I spent a lot of my summer in the lab, and my fall has been mostly data analysis, with a little writing and a couple of courses thrown in there. Data analysis means writing code, and nowadays I do most of my work with the help of R. R has even replaced python and perl for most ad hoc scripting. Case in point: I recently wrote an R script to generate and run a (long) series of tar commands for me. It might sound weird, but R can do these silly tasks just as well as any scripting language and even when its statistical functions play no role, its tabular data structures often come in handy.

Working on multiple similar but not identical projects also means I’ve got to reread and rework some old scripts, and I often find that when return to reuse some piece code, I’ve learned enough to rewrite it in a better way. Inspired by this paper, I’m trying to slowly improve my programming practices. The assertthat package is a new friend, and the next step is getting better testing routines going, probably with the aid of testthat. (Speaking of learning R, did you know that you get the underscore sign in ESS by double tapping the key?

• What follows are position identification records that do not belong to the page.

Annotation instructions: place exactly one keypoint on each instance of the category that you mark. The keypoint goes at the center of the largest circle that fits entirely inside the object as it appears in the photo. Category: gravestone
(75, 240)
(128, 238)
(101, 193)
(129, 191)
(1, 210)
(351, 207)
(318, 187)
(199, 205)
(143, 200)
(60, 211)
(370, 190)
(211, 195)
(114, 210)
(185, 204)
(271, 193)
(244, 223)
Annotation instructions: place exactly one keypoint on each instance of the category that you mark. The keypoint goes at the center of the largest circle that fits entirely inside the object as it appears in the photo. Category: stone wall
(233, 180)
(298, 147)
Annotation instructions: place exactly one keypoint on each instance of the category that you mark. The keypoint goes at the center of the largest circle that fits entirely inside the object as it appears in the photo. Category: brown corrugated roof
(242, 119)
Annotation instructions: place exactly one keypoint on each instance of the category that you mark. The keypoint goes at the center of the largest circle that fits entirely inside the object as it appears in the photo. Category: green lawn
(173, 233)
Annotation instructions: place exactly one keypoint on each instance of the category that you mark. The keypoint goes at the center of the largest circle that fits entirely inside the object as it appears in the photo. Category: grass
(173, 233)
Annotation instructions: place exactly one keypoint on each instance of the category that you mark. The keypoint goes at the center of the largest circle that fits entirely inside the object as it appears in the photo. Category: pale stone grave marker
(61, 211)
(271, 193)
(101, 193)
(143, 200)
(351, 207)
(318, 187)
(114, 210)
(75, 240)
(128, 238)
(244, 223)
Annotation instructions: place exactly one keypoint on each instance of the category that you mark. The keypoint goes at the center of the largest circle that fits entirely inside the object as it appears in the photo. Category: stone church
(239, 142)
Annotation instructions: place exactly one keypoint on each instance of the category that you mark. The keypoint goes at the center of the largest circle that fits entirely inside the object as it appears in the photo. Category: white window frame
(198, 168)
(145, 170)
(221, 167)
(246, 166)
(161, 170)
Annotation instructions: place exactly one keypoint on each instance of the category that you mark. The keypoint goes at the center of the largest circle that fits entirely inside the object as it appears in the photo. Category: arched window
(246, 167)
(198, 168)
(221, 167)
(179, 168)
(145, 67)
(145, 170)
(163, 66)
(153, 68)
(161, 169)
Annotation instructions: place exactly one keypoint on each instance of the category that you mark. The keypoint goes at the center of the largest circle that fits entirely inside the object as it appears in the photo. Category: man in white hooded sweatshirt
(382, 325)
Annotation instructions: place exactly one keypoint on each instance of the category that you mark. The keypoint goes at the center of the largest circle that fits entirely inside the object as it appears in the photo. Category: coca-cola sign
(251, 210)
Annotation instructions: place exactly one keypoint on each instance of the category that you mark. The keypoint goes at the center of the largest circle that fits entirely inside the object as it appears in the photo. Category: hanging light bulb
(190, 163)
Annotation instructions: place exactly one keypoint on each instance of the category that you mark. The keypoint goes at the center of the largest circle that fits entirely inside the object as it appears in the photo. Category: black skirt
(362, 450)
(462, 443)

Just pressing it once makes an assignment arrow. I didn’t realise until the other day and I feel very stupid for it.)

We’ve been running a second season of the introduction to R seminars with the lab, also including some gene expression and massively parallel resequencing data. (The latter not so much with R, though.) I’ve learned quite a bit, and hopefully refined my R teaching skills a little. I have the impression that doing lots of in-seminar exercises has been helpful, and this time around I put a lot more emphasis on organising analysis code into scripts.

I’ve also gotten to play a bit more with quantitative genetics models with MCMCglmm, which is great fun. Speaking of MCMC, Gelman & co’s Bayesian Data Analysis 3rd edition has come out! My copy is on its way, and I’ve also bought Dirk Edelbuettel’s Rcpp book. Looking forward to that.

During November, my blog hits set a new record (almost doubling the previous most visited month), thanks to links from Matt Asher’s Probability and statistics blog and Sam Clifford’s blog . It’s very flattering to be linked by two statistics bloggers that I’ve read, one of which was already in my RSS reader.

By the way, I will be at the Evolution in Sweden meeting in Uppsala in January. If you’re there, say hi!